Ganesh Himal Trading:
- Received a big shipment of goods on March 11; we are fully stocked and the producers just got a big payment. They have been in touch with all of their producer groups to explain the situation and help them understand that we will try our hardest to get them their normal orders for May but that they should be aware that we may not be able to due to store closures and quarantines.
- Their producers receive orders and payments every two months so none of them are in a dire situation, at present, which is good. Ganesh Himal will try hard to provide them all with good orders in May and they know that.
- Nepal: The government has closed the borders, is no longer issuing tourist visas and has canceled all mountain climbing expeditions. They are also in the process of closing schools and trying to understand social distancing. For a country that is highly dependent on tourism this is devastating.
- Cambodia: In the main workshop in Phnom Penh, they've split their working teams into small groups, working from home where possible. In their workshop in rural Cambodia, all artisans have been mandated to stay home, and they have delivered sewing machines so artisans can continue to work from home. With orders down from their other wholesale partners, they're struggling to manage cash-flow, ensuring they're still able to pay all artisans during the quarantine. They have far more costs right now, but dramatically less production and income. Fair Anita is paying 100% upfront (as per usual) to assist with this cash flow issue.
- India: Delhi and most of the other states in India are on lock down, mandated by the government. All workshops, markets, and facilities are closed, so no production is happening, apart from a small amount that's able to happen at home. Some artisans have transitioned to making masks: let us know if you're interested in buying bulk supply.
- Chile: coronavirus is advancing quite rapidly in Chile, and the government has put a mandatory curfew and quarantine in place. The artisan partners we work with in Chile already work from home, so they're glad to be able to continue their fair trade work during times of quarantine.

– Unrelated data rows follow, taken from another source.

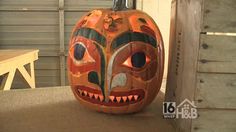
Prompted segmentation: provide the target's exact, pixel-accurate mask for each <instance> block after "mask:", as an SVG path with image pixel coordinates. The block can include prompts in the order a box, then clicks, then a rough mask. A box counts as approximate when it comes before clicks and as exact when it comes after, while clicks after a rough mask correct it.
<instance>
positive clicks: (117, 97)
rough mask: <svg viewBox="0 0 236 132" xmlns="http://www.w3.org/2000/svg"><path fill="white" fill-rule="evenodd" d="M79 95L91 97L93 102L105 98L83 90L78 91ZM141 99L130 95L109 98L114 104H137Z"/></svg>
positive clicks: (100, 100)
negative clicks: (130, 102) (79, 94)
mask: <svg viewBox="0 0 236 132" xmlns="http://www.w3.org/2000/svg"><path fill="white" fill-rule="evenodd" d="M78 93H79V94H80V95H81V96H86V97H89V98H90V99H92V100H97V101H100V102H103V101H104V97H103V95H102V94H94V93H90V92H87V91H84V90H81V89H78ZM139 98H140V95H137V94H136V95H129V96H117V97H116V96H109V100H110V102H112V103H128V102H134V101H135V102H136V101H138V99H139Z"/></svg>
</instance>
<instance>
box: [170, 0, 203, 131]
mask: <svg viewBox="0 0 236 132" xmlns="http://www.w3.org/2000/svg"><path fill="white" fill-rule="evenodd" d="M176 2H177V4H176V5H177V7H176V8H177V16H176V17H177V18H176V33H172V34H171V35H172V36H171V38H175V39H176V40H174V41H172V42H171V43H170V45H171V46H170V47H171V48H175V49H171V51H172V53H171V56H172V58H171V60H170V63H169V65H170V68H169V69H170V72H169V75H168V82H167V86H168V88H167V92H168V89H170V91H171V90H174V91H171V92H170V93H169V95H170V96H175V97H173V99H174V101H175V102H177V104H180V102H182V101H183V100H185V99H189V100H194V91H195V85H196V69H197V60H198V57H197V56H198V49H199V37H200V32H201V26H200V25H201V17H202V0H191V1H189V0H176ZM172 83H173V84H172ZM170 87H171V88H170ZM176 126H177V130H178V131H180V132H189V131H190V130H191V120H190V119H188V120H186V119H179V120H176Z"/></svg>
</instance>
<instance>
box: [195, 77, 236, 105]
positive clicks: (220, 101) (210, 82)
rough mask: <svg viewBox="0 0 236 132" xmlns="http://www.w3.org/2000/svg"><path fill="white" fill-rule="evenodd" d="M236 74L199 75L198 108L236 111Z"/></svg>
mask: <svg viewBox="0 0 236 132" xmlns="http://www.w3.org/2000/svg"><path fill="white" fill-rule="evenodd" d="M235 93H236V74H208V73H198V75H197V89H196V93H195V100H196V102H197V107H198V108H213V109H214V108H223V109H236V94H235Z"/></svg>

- Peru: On March 16th, the President of Peru enacted a mandatory 15-day quarantine, with no flights in or out of the country, and no local transportation allowed, either. People are allowed to walk to the pharmacy, food market, or bank when using a mask and carrying the proper ID. If you're caught disobeying, you will be jailed or killed, especially if caught outside after curfew (8pm-5am). I (Joy) was, unfortunately, caught in this quarantine, so I'm experiencing the effects of COVID-19 from Chimbote, Peru. Most people in this community barely have enough money to sustain their expenses for 3 days, let alone 15, so people are really suffering without access to food, many having no option but to steal to feed their families. As our artisan partners here are the most recent to have fully-sustainable income with Fair Anita (and therefore don't have savings as other artisan partners are taught to do), we have stepped in to provide additional income to our partners in Chimbote. We're providing advances to artisan payments to support the women and their children (with disabilities, who need their life-saving medication) during this difficult time.

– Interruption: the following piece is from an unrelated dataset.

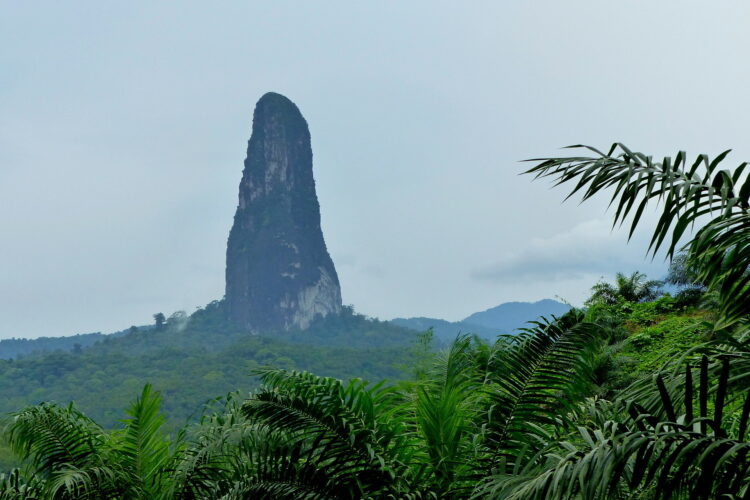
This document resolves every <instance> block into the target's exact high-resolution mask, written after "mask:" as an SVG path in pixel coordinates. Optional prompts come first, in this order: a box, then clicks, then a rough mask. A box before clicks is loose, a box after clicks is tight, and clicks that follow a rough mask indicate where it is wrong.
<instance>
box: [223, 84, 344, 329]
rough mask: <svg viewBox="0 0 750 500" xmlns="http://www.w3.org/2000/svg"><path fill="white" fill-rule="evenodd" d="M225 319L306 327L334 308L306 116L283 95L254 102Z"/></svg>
mask: <svg viewBox="0 0 750 500" xmlns="http://www.w3.org/2000/svg"><path fill="white" fill-rule="evenodd" d="M225 298H226V306H227V312H228V315H229V319H230V320H231V321H232V322H233V323H234V324H235V325H237V326H238V327H241V328H245V329H247V330H249V331H252V332H268V331H273V330H288V329H290V328H295V327H296V328H306V327H307V326H308V325H309V324H310V322H311V321H312V320H313V319H314V318H315V317H316V316H317V315H321V316H326V315H328V314H331V313H338V312H340V311H341V289H340V286H339V279H338V275H337V274H336V269H335V268H334V266H333V261H332V260H331V257H330V255H329V254H328V250H327V249H326V245H325V241H324V240H323V232H322V230H321V228H320V206H319V204H318V198H317V195H316V194H315V180H314V179H313V171H312V148H311V146H310V132H309V130H308V127H307V122H306V121H305V119H304V118H303V117H302V114H301V113H300V111H299V109H298V108H297V106H296V105H295V104H294V103H293V102H292V101H290V100H289V99H287V98H286V97H284V96H282V95H279V94H275V93H268V94H266V95H264V96H263V97H262V98H261V99H260V100H259V101H258V103H257V104H256V106H255V112H254V114H253V130H252V134H251V136H250V141H249V142H248V147H247V158H246V159H245V169H244V171H243V173H242V181H241V182H240V189H239V205H238V206H237V212H236V213H235V216H234V225H233V226H232V230H231V231H230V233H229V242H228V244H227V267H226V297H225Z"/></svg>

- We're keeping in touch with our artisan partners. We believe they remain safe at this time, but are asking for regular updates. Recently, more of their governments have closed their borders and/or are quarantining communities. These nearly 8,000 artisan and farmer partners are concerned for both themselves and also for us here at SERRV and in the United States. But they also remain optimistic, and hope you will be able to continue to support them through this challenging time.